Several counties, though none from the Rio Grande Valley, have already issued similar declarations, and the state’s proclamation will allow them to request federal relief.

The Texas Division of Emergency Management will also be “allowed to reassign and fully utilize appropriate personnel where they are needed most.”

Some of the damage to private property is also addressed. Under the declaration, damage to private property and trespassing will carry heavier punishments.

Abbott specifically named 34 counties, including Hidalgo, Cameron, Starr, Willacy and Brooks, and stated that the influx of migrants “poses an ongoing and imminent threat of widespread and severe damage, injury, and loss of life and property.”

However, not everyone in the Valley is convinced such threats exist.

“Apparently, Governor Abbott has information that we don’t have,” Hidalgo County Judge Richard F. Cortez said via a statement issued in direct response to the declaration. “In speaking to local law enforcement, they have not reported levels of criminal activity that would require a disaster proclamation.”

Cortez stressed the need for immigration reform and the need to reopen ports of entry to nonessential travelers, which could boost the economy.

Tuesday’s proclamation will also allow counties to expand jail capacity to “streamline procedures for licensing and transfers; and to address any staffing issues that may arise in expanding capacity.”

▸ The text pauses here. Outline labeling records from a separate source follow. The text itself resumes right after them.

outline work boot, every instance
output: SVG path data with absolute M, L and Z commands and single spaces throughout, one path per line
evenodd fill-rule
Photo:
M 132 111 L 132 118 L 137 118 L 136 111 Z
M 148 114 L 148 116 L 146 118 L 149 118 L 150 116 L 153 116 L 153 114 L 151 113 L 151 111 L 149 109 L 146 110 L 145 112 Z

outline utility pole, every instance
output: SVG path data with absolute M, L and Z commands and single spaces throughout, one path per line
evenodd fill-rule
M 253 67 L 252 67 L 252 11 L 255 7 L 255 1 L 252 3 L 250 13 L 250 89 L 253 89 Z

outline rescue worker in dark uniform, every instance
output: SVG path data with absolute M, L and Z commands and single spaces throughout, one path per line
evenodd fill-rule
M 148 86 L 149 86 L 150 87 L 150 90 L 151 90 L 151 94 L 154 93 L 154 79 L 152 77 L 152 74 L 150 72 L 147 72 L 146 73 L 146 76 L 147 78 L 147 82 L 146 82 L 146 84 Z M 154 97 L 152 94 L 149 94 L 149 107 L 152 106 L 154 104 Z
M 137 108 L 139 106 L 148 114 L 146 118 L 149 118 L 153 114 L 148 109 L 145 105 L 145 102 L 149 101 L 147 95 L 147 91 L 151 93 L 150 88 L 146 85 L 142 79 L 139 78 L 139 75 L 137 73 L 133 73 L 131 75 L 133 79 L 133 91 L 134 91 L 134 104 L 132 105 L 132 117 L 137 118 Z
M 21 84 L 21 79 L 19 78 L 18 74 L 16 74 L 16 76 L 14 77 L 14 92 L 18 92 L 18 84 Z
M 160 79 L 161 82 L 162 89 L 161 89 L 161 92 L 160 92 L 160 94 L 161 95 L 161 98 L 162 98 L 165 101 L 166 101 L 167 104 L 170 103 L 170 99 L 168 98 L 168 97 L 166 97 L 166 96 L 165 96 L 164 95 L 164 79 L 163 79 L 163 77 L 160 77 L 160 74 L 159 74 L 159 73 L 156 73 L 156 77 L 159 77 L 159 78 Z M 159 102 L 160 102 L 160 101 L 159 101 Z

While most of the declaration is focused on law enforcement, resources and penalties, it also directs the Texas Health and Human Services Commission to “discontinue state licensure of any child care facility under a contract with the federal government that shelters/detains unlawful immigrants.”

Children coming into the United States without their parents were crowding Border Patrol detention facilities, including the temporary site in Donna. The children are not allowed to be detained in those conditions for more than 72 hours, but a lack of federal shelter space created the backlog.

The lack of space prompted Border Patrol to release migrants en masse without immigration court dates.

Over time, the federal government opened up several large facilities and licensed others in Texas to move children out of Border Patrol and into HHS custody.

Abbott contends the constitution “prohibits the federal government from commandeering the State of Texas or its officials to continue administering state-licensed facilities in response to a federal migrant detention crisis caused by the acts of omissions of the federal government,” according to the proclamation.

The HHS’ Administration for Children and Families sent a response on Wednesday.

“HHS’s top priority is the health and safety of the children in our care. We are assessing the Texas directive concerning licensed facilities providing care to unaccompanied children and do not intend to close any facilities as a result of the order,” the statement read.

Statements from TDEM and the Cameron County judge were requested but have yet to be granted.

The declaration was announced one day before the visit of a bipartisan delegation to the Valley.

Republican Sen. John Cornyn, Democratic Arizona Sen. Kyrsten Sinema, and U.S. Rep. Henry Cuellar and Tony Gonzales will be touring a processing center in Donna and hosting a news conference at the Hidalgo-Reynosa International Bridge on Wednesday.

They will be addressing the Bipartisan Border Solutions Act, which they introduced in May, and will be echoing their support for the removal of non-essential traffic restrictions.